Is the percolation time concentrated if we assume only that

$$\begin{aligned} \mathbb {P}_p\left( \hbox {a }p\hbox {-random subset of }[n]^2\hbox { percolates}\right) = 1-o(1)? \end{aligned}$$

Note that, as observed in the introduction, we do not expect the percolation time to be concentrated when the probability of percolation is bounded away from 0 and 1. However, it is interesting to ask what happens when p is in the subcritical regime, conditioned on percolation occurring.

Question 28

Let p be such that \(\limsup p\log n<\lambda \) (that is, p is subcritical) and let A be a p-random subset of \([n]^2\) conditioned on percolation occurring. Is the percolation time of A concentrated?

Finally, instead of taking a p-random subset, we select a uniformly random subset of fixed cardinality m. This allows us to ask much more precise questions, such as the following:

Question 29

Let A be a subset of \([n]^2\) chosen uniformly at random from all percolating subsets of \([n]^2\) of size m. For which \(m\geqslant n\) is the expected percolation time of A maximized?

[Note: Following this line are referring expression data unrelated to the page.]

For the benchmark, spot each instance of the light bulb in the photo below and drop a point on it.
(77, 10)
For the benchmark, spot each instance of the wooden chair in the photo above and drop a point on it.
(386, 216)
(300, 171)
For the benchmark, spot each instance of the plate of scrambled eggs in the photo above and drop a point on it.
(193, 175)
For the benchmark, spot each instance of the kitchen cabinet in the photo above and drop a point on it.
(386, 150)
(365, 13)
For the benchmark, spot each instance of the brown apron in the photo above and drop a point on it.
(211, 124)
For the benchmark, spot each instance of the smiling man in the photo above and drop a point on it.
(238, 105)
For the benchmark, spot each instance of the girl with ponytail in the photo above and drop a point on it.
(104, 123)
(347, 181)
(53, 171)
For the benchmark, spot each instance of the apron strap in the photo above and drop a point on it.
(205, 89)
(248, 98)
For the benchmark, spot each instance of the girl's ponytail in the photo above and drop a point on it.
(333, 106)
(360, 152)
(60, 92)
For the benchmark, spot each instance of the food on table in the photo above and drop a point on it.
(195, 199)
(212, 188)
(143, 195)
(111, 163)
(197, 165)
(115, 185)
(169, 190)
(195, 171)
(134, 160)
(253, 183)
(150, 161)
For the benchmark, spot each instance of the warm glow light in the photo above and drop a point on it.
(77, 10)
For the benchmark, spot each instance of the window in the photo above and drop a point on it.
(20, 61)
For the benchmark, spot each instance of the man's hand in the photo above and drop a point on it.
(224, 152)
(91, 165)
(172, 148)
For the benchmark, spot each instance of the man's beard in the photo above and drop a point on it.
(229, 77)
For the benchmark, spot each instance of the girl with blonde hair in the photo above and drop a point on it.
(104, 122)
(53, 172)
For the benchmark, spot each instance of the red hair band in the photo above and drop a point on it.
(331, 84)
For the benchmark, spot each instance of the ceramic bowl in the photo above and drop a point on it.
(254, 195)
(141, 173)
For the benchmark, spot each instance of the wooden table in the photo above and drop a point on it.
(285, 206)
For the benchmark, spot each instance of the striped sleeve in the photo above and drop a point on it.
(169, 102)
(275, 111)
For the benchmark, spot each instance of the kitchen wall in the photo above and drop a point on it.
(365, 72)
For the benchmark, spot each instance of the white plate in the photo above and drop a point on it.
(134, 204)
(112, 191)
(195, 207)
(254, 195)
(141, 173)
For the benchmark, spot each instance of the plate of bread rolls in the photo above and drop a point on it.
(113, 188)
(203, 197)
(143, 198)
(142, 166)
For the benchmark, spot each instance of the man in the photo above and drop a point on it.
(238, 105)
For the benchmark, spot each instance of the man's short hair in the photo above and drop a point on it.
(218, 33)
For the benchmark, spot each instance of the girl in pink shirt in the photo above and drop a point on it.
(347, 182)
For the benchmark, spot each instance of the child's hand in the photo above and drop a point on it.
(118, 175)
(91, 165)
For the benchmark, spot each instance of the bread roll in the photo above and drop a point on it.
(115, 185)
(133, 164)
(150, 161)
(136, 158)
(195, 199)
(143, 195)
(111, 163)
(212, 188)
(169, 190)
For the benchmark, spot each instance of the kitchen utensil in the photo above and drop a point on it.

It is tempting to conjecture that the maximum should occur at \(m=n\). (Note that \(m=n\) is the minimum size of a percolating set.) However, recent results of Benevides and Przykucki [11, 12] show that, somewhat surprisingly, in the deterministic setting, the maximum percolation time of any percolating set, which is \(\Theta (n^2)\), is achieved with an initial configuration of cn sites, for some \(c>1\). The question is thus to determine whether a similar phenomenon occurs on average.